Justin Bieber Said Half His Face Has Been Paralyzed And Is Canceling Shows Until He Gets Better
The pop star said he was diagnosed with Ramsay Hunt syndrome and lost movement in the right side of his face.
Justin Bieber has been diagnosed with a viral infection that has paralyzed half his face, the pop star announced on Instagram Friday.
Because of the infection, Bieber told fans he'll have to cancel a series of shows until he can get movement back on the right side of his face.
"As you can probably see from my face, I have this syndrome called Ramsay Hunt syndrome," he says in the video. "As you can see, this eye is not blinking. I can't smile on this side of my face. This nostril will not move, so there's full paralysis on this side of my face."
Bieber tries to smile, blink, and move his face during his video to fans, but one side of his face remains still as he continues to speak.
"So for those who are frustrated by my cancellations of the next shows, I'm just physically, obviously not able of doing them," he says. "This is pretty serious as you can see."
Bieber says he's been doing facial exercises to try to regain movement, but it will take time to recover.
"I wish this wasn't the case but obviously my body is telling me I gotta slow down," he says. "I hope you guys understand, and I'm using this time to just rest and relax and get back to 100% so I can do what I was born to do. But in the meantime, this ain't it."
The virus that causes Ramsay Hunt syndrome is called varicella-zoster virus, which is in the herpes virus family; it’s the same pathogen behind chickenpox in children and shingles in adults, according to the National Organization for Rare Disorders.
It’s unclear how Bieber contracted the virus, but it’s possible he may have contracted the germ several years ago during a bout with chickenpox.

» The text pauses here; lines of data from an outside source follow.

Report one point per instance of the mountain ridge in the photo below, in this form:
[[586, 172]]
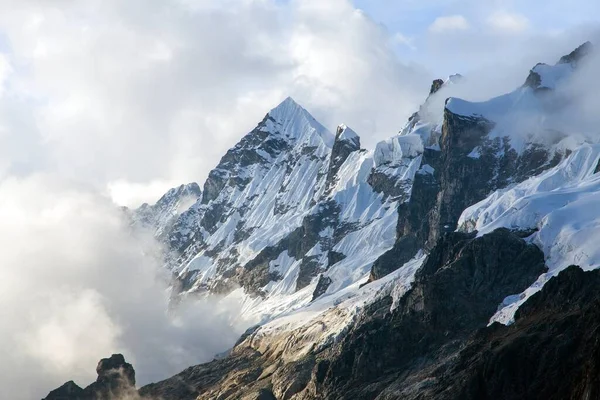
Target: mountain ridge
[[384, 273]]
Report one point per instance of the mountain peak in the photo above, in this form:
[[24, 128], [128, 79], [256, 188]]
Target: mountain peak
[[285, 109], [344, 133], [294, 122], [577, 54]]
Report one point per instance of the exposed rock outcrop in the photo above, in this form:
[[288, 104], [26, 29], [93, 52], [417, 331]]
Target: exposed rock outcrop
[[455, 293], [116, 381]]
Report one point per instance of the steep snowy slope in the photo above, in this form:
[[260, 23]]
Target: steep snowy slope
[[160, 217], [375, 274], [292, 213], [559, 208]]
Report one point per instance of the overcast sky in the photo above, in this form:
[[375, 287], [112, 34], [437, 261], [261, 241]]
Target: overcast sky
[[105, 101], [132, 97]]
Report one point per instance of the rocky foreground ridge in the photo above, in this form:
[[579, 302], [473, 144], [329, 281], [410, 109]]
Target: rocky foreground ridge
[[382, 274]]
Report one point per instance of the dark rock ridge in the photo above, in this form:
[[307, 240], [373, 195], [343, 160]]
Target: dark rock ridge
[[467, 168], [551, 352], [342, 148], [455, 293], [116, 381]]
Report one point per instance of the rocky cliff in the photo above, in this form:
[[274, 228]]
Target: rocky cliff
[[384, 273]]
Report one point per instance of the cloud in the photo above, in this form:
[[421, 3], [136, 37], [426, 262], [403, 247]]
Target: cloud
[[505, 22], [137, 91], [76, 286], [449, 23]]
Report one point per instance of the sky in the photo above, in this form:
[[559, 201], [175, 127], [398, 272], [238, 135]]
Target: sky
[[111, 102], [134, 97]]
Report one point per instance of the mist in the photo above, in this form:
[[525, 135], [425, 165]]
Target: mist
[[77, 286]]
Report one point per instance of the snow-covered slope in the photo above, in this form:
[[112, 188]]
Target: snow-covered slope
[[295, 219], [292, 213], [160, 217], [560, 207]]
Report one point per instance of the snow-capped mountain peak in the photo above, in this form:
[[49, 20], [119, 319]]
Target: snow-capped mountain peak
[[293, 122]]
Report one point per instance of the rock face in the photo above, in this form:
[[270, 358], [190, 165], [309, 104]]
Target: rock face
[[116, 381], [295, 213], [550, 352], [457, 289]]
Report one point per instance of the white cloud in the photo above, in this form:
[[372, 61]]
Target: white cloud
[[449, 23], [142, 91], [76, 286], [505, 22], [133, 194]]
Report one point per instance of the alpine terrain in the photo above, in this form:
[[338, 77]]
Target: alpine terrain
[[456, 260]]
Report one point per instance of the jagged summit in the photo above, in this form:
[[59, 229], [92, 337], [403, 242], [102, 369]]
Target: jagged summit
[[343, 133], [579, 53], [544, 76], [294, 122]]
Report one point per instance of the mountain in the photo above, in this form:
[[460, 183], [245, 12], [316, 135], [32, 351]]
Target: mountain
[[428, 267]]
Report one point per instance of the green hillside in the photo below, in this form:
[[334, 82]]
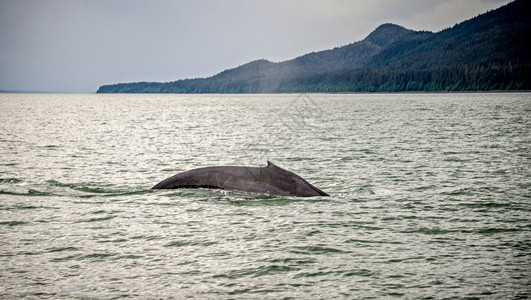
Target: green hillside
[[488, 52]]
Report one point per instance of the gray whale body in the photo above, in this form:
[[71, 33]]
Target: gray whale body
[[272, 180]]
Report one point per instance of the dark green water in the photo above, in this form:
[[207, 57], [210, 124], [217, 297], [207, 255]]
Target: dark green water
[[430, 197]]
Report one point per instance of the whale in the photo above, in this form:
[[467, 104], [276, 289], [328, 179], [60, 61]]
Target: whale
[[271, 179]]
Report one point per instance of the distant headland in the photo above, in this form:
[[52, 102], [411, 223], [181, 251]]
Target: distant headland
[[486, 53]]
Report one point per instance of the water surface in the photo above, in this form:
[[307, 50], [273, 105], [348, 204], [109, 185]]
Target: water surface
[[430, 197]]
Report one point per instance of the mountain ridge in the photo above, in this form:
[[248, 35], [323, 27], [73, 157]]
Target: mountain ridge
[[487, 52]]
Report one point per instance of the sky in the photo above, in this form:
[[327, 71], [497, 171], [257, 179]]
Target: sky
[[74, 46]]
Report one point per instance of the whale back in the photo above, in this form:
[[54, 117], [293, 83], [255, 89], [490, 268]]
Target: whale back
[[271, 179]]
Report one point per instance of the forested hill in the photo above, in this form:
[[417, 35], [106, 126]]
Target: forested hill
[[488, 52]]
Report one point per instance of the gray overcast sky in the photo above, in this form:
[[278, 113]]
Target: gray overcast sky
[[78, 45]]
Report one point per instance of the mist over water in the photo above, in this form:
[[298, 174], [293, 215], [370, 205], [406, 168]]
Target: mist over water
[[429, 196]]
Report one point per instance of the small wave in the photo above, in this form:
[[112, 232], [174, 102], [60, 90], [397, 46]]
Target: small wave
[[18, 187]]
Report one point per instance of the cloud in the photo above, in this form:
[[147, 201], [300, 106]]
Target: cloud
[[77, 45]]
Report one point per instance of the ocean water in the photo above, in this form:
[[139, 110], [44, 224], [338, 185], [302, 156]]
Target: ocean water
[[430, 197]]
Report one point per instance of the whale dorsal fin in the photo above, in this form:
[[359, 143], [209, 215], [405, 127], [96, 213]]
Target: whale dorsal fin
[[271, 164]]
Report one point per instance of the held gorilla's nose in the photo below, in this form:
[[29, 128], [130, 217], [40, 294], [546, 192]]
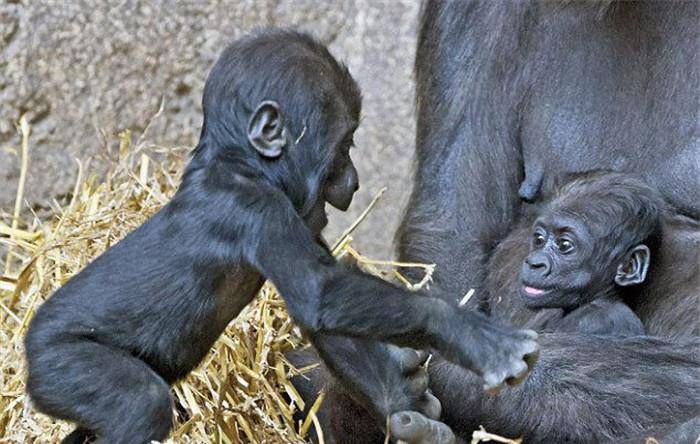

The virus, which is not contagious, can lie dormant in your body for years before reactivating and spreading to a facial nerve near your ear, developing into either shingles or in some cases, Ramsay Hunt syndrome, for reasons that are unknown.
As in Bieber's case, people with RHS typically experience some degree of facial paralysis or weakness on one side of the face and a rash on the outer part of the ear, though both symptoms aren’t guaranteed.
Other symptoms that may accompany RHS are ringing in the ear, temporary hearing loss, nausea, vomiting, dry eyes, ear pain, and loss of taste.
The syndrome emerges in about 5 out of every 100,000 people in the US each year, the National Organization for Rare Disorders says, although its prevalence may be underestimated because cases are often misdiagnosed.
Anyone who has had chickenpox can develop RHS at some point, most likely during adulthood. Most cases occur among older adults; children are rarely affected.
Antiviral medications like acyclovir or famciclovir — both used to treat herpes virus infections — together with corticosteroids can treat RHS. However, some symptoms could become permanent, like facial paralysis and hearing loss. Eye drops can help protect the cornea from drying out if people cannot blink, as is the case with Bieber. In his message, he said it wasn't clear how long it may take before he gets better.
"It's going to be OK," Bieber says. "I hope, and I trust God and I trust that this is all going to, it's all for a reason."